As noted by author and outdoor enthusiast David Foote, all-terrain vehicles have been a mainstay on byways and back roads for several decades now, especially since a manufacturing tweak turning many of them into four-wheelers increased their access for millions of people.
Here’s the question, long posed by many people and extreme in its directness: Are they safe?
The answer to whether ATVS are more susceptible of being involved in motor vehicle accidents will of course be heavily influenced by who is being asked. For ardent advocates, the ATV is a stable as well as fun conveyance.
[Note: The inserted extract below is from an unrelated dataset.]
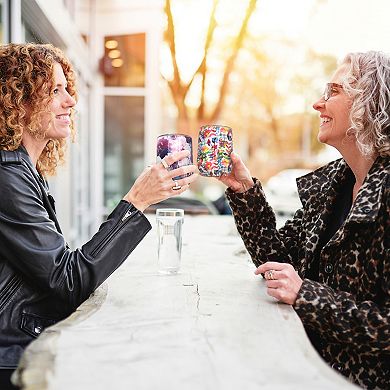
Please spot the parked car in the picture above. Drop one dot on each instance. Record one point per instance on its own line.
(281, 192)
Unquestionably, high numbers of riders in Ohio and nationally have spent thousands of hours motoring around in ATVs without adverse outcomes.
And then are those with different tales to tell, with many of their stories being readily reminiscent of media accounts that describe a tendency for ATVs to roll over.
Driver skill is obviously a key factor in whether an ATV is any given case will provide a safe motoring experience.
Aside from driver opinion, though, there are of course accident-related statistics that weigh in heavily on any ATV-related safety debate.
Here’s one: According the National Highway Traffics Safety Administration, scrutiny of crash data for all vehicle types reveals that ATVS are more dangerous than cars and less dangerous than motorcycles when it comes to involvement in fatal crashes.
On the other hand, though, and in motorcycle/ATV crash comparisons in which injuries suffered are similar, ATV riders fare worse than motorcyclists.
The American Consumer Protection and Safety Commission states that 726 people died riding ATVs in the country in 2011, with an additional 115,000 being injured.